Methods for Engineering a Light-Switchable CRISPR-Cas13 System

Abstract

CRISPR-Cas systems have emerged as a highly promising biotechnological tool in recent years. The Cas13 subfamily of CRISPR/Cas proteins act differently than the usual CRISPR-Cas9 system by cutting RNA, rather than DNA. This offers a promising approach to regulate transcript abundance without permanent genetic modification, with applications in both basic science and therapeutics. Here, in collaboration with the Myhrvold laboratory, we propose and test two methods for engineering a light-switchable Cas13 to control RNA cutting precisely over time and in specific cells in a tissue. The first of these methods is the addition of a stem loop to the Cas13 gRNA that can bind the light-activated PAL protein in light conditions, potentially blocking Cas13-gRNA binding. We discovered that modifications to the gRNA can be made without blocking Cas13 function on its own, however the addition of the PAL protein is not capable of conferring light-switchable properties onto Cas13 using the current system design and with PAL binding protein expressed at the tested levels.

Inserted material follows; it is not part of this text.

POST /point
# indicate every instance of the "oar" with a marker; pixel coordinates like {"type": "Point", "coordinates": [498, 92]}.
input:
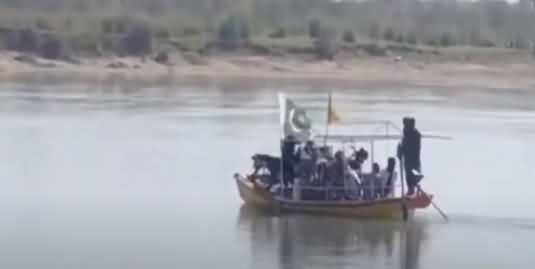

The second of these methods is the insertion of a light-switchable LOV2 domain at different sites in the cas13 sequence, following recent successes in engineering light-switchable nanobodies and monobodies, which can be followed by a high-throughput screening to test for light-switchable properties. These results indicate that insertion of the LOV2 domain throughout the CAS13 gene can be performed using transposition followed by a procedure known as Golden Gate Cloning. However, modifications to the procedure must be made so that successful insertions can be isolated and tested for light-switchable properties. These tests serve as early evidence that engineering a light-switchable CRISPR-Cas13 is possible, laying the groundwork for a procedure that will allow for tightly controlled degradation of any user-defined RNA in space and time.